Ketua Tim Rehabilitasi BNNP NTB, Heri Sutowo, SKM, MKes., yang juga menjabat sebagai Konselor Adiksi Ahli Madya, dalam keterangannya menjelaskan bahwa operasi ini sebagai upaya deteksi dini penyalahgunaan narkotika di tempat hiburan malam
“Kami melakukan razia aebagai upaya deteksi dini penyalahgunaan narkotika di tempat hiburan yang merupakan kawasan rawan narkotika dengan harapan pada akhirnya kawasan tempat hiburan menjadi kawasan yg bersinar (bersih narkoba),” tegas Heri Sutowo usai memantau langsung jalannya operasi di lapangan.
Dalam pelaksanaannya, tim gabungan melakukan pemeriksaan menyeluruh mulai dari kondisi fasilitas, kelengkapan izin usaha, pengelola tempat usaha, hingga para pengunjung yang ada di lokasi. Setiap orang yang dicurigai atau terindikasi terlibat dalam penyalahgunaan maupun peredaran barang terlarang diperiksa secara ketat. Apabila Nanti ditemukan bukti yang cukup atau indikasi kuat penggunaan, pihaknya akan memproses sesuai aturan hukum yang berlaku.

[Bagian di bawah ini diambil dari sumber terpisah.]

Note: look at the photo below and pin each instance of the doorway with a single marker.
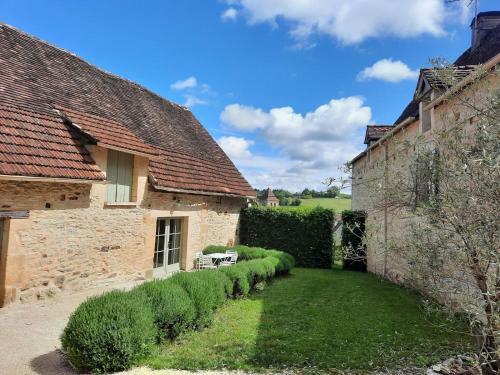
(167, 246)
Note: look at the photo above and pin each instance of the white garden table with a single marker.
(219, 257)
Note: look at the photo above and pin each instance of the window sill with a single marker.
(120, 204)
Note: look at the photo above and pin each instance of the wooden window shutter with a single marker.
(111, 175)
(124, 179)
(119, 176)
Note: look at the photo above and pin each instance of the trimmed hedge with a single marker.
(109, 332)
(174, 311)
(306, 234)
(112, 332)
(353, 232)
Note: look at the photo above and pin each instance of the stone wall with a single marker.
(384, 165)
(73, 240)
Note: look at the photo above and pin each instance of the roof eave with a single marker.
(51, 179)
(200, 192)
(397, 128)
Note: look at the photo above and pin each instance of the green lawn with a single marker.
(338, 205)
(318, 321)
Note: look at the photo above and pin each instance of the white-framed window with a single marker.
(167, 245)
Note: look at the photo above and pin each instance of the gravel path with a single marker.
(30, 333)
(30, 343)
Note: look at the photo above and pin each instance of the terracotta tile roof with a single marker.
(489, 47)
(108, 133)
(39, 144)
(35, 75)
(411, 110)
(175, 171)
(445, 78)
(375, 132)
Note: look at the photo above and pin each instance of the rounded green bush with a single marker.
(109, 333)
(269, 267)
(203, 295)
(243, 267)
(258, 270)
(239, 279)
(173, 308)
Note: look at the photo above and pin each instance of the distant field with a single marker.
(338, 205)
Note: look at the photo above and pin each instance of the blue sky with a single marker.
(285, 86)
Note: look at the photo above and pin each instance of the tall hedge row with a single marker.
(306, 234)
(353, 232)
(114, 331)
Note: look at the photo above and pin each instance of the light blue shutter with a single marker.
(111, 175)
(124, 180)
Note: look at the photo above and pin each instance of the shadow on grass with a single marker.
(317, 321)
(52, 363)
(334, 319)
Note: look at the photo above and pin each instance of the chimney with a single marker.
(481, 24)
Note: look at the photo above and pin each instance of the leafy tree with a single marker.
(450, 190)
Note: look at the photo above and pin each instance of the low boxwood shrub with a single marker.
(219, 283)
(109, 333)
(239, 279)
(353, 232)
(112, 332)
(306, 234)
(173, 308)
(204, 296)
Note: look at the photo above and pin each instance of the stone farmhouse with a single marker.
(101, 180)
(269, 199)
(386, 150)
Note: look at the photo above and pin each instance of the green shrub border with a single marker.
(304, 233)
(114, 331)
(353, 232)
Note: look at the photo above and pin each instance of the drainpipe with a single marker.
(386, 182)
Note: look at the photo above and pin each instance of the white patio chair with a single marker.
(205, 262)
(233, 258)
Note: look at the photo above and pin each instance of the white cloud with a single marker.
(236, 147)
(229, 14)
(244, 117)
(352, 21)
(192, 100)
(388, 70)
(338, 119)
(187, 83)
(310, 147)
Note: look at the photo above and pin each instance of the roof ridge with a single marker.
(113, 75)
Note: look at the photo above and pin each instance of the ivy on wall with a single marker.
(307, 234)
(353, 247)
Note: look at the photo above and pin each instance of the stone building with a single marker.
(270, 199)
(389, 149)
(101, 180)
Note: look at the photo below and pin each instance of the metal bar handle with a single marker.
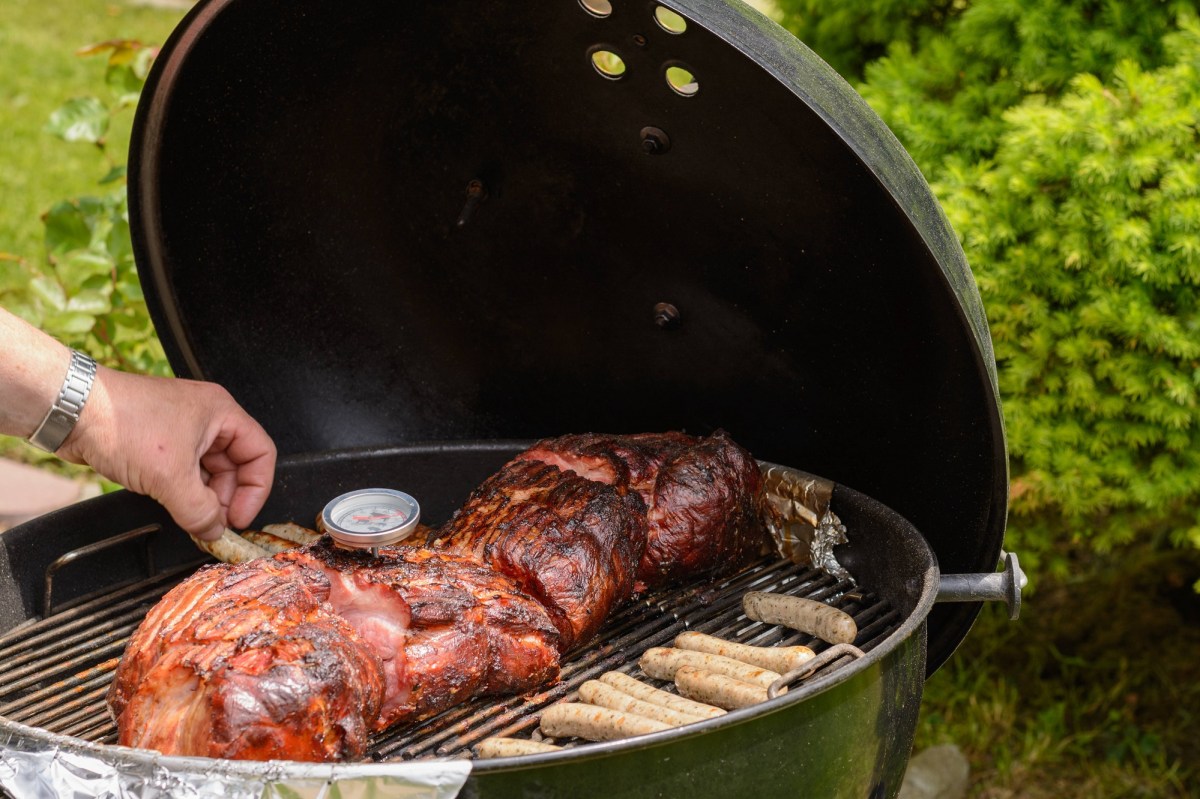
(996, 587)
(93, 548)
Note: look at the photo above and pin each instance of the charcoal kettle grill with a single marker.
(411, 239)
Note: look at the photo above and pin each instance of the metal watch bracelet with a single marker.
(63, 415)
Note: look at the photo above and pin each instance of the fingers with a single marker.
(187, 444)
(241, 463)
(195, 508)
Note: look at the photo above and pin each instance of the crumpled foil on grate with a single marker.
(35, 764)
(799, 518)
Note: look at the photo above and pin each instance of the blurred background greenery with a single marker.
(1061, 138)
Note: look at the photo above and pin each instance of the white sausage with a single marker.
(231, 547)
(606, 696)
(804, 614)
(647, 694)
(511, 748)
(593, 722)
(661, 662)
(718, 689)
(777, 659)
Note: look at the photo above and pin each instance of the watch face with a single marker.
(371, 517)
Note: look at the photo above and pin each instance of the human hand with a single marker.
(184, 443)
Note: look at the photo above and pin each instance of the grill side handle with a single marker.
(1002, 586)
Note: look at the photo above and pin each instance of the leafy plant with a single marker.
(1085, 234)
(88, 293)
(942, 72)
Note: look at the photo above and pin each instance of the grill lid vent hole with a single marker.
(600, 8)
(609, 64)
(682, 80)
(669, 20)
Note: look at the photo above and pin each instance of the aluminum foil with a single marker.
(799, 518)
(36, 764)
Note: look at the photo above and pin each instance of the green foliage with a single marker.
(1061, 137)
(88, 294)
(1079, 697)
(849, 35)
(1085, 234)
(952, 67)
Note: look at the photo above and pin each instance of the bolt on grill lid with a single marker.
(379, 223)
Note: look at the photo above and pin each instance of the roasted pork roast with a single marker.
(303, 655)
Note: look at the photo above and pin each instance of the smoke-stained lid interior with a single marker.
(379, 223)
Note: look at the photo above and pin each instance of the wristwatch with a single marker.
(63, 415)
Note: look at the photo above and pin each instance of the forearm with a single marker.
(33, 366)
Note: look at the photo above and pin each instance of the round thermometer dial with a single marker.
(371, 517)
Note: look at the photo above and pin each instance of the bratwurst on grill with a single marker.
(303, 655)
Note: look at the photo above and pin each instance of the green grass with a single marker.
(39, 72)
(1091, 694)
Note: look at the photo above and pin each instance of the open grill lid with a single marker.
(765, 259)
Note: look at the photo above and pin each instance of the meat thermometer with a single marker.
(369, 518)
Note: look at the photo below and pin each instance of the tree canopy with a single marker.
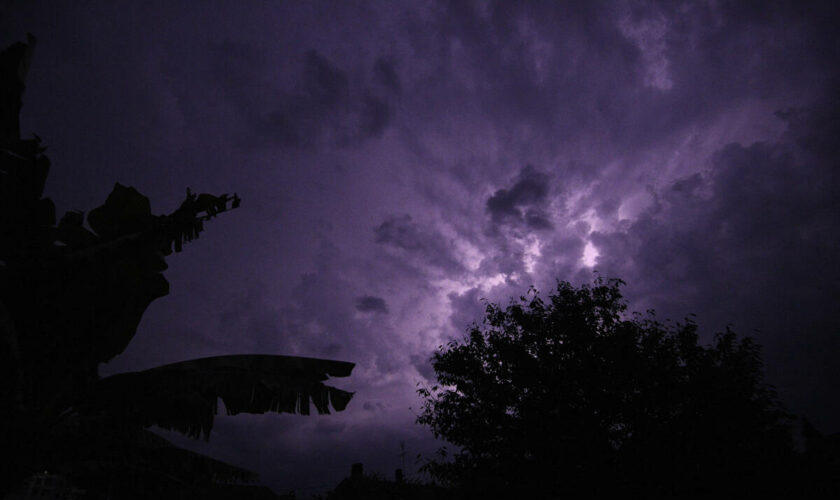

Kehadiran aparat dalam operasi ini juga diharapkan memberikan efek jera bagi pelanggar, sekaligus mengingatkan seluruh pengelola usaha hiburan untuk selalu patuh pada aturan yang berlaku serta bertanggung jawab menjaga lingkungan usahanya agar tetap bersih dan bebas dari barang terlarang.
Pihaknya menegaskan, kawasan wisata dan pusat keramaian akan terus menjadi prioritas utama dalam setiap rencana pengawasan mendatang. Razia serupa akan dilakukan secara rutin, baik terjadwal maupun mendadak, demi mewujudkan NTB bersinar ( bersih dari narkoba)
Di akhir keterangannya, masyarakat luas dan pelaku usaha pun kembali diimbau untuk bekerja sama secara aktif. Warga diminta segera melaporkan setiap indikasi atau aktivitas mencurigakan ke nomor layanan pengaduan BNNP NTB atau aparat terdekat. Sinergitas dari semua pihak dianggap sebagai kunci utama agar tujuan mulia memutus mata rantai narkotika benar-benar tercapai hingga ke akar-akarnya. Dan bagi para pengguna silakan datang ke bnn utk mngikuti upaya rehabilitasi gratis tidak dipidana agar pulih dan kembali produktif.